Based on these findings, the researchers concluded, "CMV (and/or other herpesvirus) replication is a significant cause of immune activation in HIV-infected individuals with incomplete antiretroviral therapy-mediated CD4+ T-cell recovery."

"Because we observed no change in plasma HIV RNA levels among viremic participants and the reduction in T-cell activation remained significant when analysis was restricted to those with undetectable plasma HIV RNA levels, the reduction in T-cell activation with valganciclovir therapy does not seem to be explained by a direct effect on HIV replication," they elaborated in their discussion. "These results suggest that CMV and/or other herpesvirus coinfections are a substantial cause of in vivo T-cell activation among treated HIV- and CMV-coinfected individuals."

CD4 cell changes were not seen during this 12-week observation period, but the authors explained that since prior studies suggest that decreasing CD8 cell activation would likely only enable small absolute CD4 cell gains, this trial
"was far too small and short to rule out an effect on CD4 T-cell counts."

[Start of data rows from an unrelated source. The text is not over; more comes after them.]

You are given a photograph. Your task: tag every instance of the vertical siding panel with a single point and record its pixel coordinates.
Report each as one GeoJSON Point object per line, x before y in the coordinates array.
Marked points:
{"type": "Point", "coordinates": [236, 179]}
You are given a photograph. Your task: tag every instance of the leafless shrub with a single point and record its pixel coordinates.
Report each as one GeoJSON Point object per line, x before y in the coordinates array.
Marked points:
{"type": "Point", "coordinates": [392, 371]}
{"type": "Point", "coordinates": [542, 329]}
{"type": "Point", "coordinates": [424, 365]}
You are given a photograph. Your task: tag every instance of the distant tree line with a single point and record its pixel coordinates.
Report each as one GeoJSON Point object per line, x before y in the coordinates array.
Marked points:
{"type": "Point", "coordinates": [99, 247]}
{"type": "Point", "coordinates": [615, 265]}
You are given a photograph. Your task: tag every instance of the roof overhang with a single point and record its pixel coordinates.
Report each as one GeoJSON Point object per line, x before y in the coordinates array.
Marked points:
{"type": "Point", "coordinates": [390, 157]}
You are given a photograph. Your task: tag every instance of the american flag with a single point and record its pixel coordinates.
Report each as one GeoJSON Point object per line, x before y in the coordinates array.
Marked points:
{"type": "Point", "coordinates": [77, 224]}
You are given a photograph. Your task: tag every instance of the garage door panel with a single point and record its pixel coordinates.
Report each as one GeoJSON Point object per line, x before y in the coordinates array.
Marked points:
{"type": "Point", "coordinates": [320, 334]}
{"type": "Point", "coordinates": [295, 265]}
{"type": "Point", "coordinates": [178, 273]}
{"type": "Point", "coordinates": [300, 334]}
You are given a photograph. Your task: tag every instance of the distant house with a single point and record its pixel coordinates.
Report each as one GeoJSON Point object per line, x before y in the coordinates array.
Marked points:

"Although the clinical relevance of this finding remains unclear, persistent immune activation and inflammation is a major predictor of premature morbidity and mortality among these patients," they concluded. "Furthermore, given persistent functional T-cell defects and immunosenescence even in treated HIV-infected individuals with optimal CD4+ T cell recovery, and the clear associations between CMV and immunosenescence in HIV-uninfected individuals, a larger trial of anti-CMV therapy for treated HIV-infected patients is clearly warranted."

Investigator affiliations:

Tenofovir study: Department of Infectious Diseases, Aarhus University Hospital Skejby, Aarhus, Denmark; Department of Flow and Image Cytometry, Roswell Park Cancer Institute, Buffalo, NY; Ontario Cancer Institute, Princess Margarets Hospital, Toronto, Canada; Department of Medical Microbiology and Immunology, Aarhus University, Aarhus, Denmark; Department of Clinical Microbiology, Aarhus University Hospital Skejby, Aarhus, Denmark.

Valgancyclovir study: Departments of Medicine, Epidemiology, and Biostatistics, University of California, San Francisco, CA; Departments of Pathology and Biochemisty, University of Vermont College of Medicine, Burlington, VT; Departments of Laboratory Medicine, Medicine and Microbiology, University of Washington, Fred Hutchison Cancer Research Center, Seattle, WA.

4/26/11

References

J Melchjorsen, MW Risor, OS Sogaard, et al. Tenofovir selectively regulates production of inflammatory cytokines and shifts the IL-12 / IL-10 balance in human primary cells. Journal of Acquired Immune Deficiency Syndromes (abstract). April 5, 2011 (Epub ahead of print).

PW Hunt, JN Martin, E Sinclair, S Deeks, et al. Valganciclovir Reduces T Cell Activation in HIV-infected Individuals With Incomplete CD4+ T Cell Recovery on Antiretroviral Therapy. Journal of Infectious Diseases 203(10):1474-1483 (free full text). May 15, 2011.